O imunizante é indicado para a prevenção da doença em adultos de 18 a 59 anos que residam ou frequentem áreas com alto risco de exposição ao vírus. Embora a vacina já tivesse sido aprovada pela agência em abril de 2025 — com produção inicial concentrada nas fábricas da Valneva —, a nova resolução oficializa o Instituto Butantan como local de fabricação.
Na prática, o órgão brasileiro poderá realizar etapas do processo produtivo, como formulação e envase, mantendo o rigoroso padrão de qualidade internacional.
Primeira do mundo
A IXCHIQ foi a primeira vacina registrada contra a Chikungunya em âmbito global. Por ser uma vacina de vírus atenuado, o imunizante possui contraindicações específicas: não deve ser aplicado em gestantes, pessoas imunodeficientes ou imunossuprimidas. A produção nacional é vista como um passo estratégico para facilitar o fornecimento da dose em larga escala pela rede pública de saúde.
Cenário da doença
Transmitida pela picada da fêmea do mosquito Aedes aegypti — o mesmo vetor da dengue e do zika —, a Chikungunya tornou-se uma preocupação crescente de saúde pública. Presente no Brasil desde 2014, o vírus hoje circula em todos os estados da federação.

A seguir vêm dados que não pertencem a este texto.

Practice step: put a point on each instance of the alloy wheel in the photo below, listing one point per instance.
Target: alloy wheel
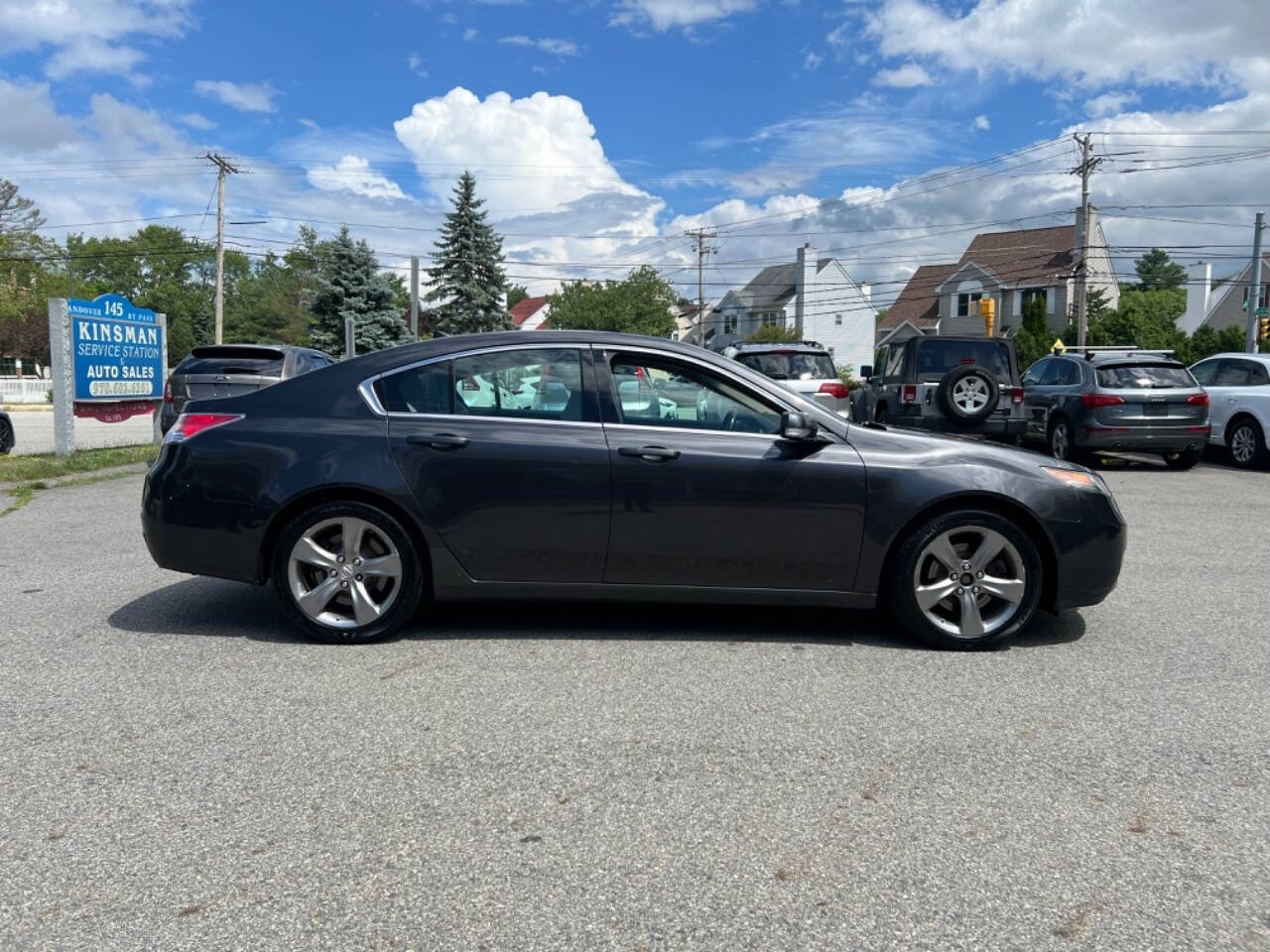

O impacto da arbovirose tem sido severo nos últimos anos. De acordo com a Organização Pan-Americana da Saúde (OPAS), cerca de 620 mil pessoas foram acometidas pela doença globalmente apenas em 2025. No Brasil, o Ministério da Saúde notificou mais de 127 mil casos no mesmo período, resultando em 125 óbitos confirmados.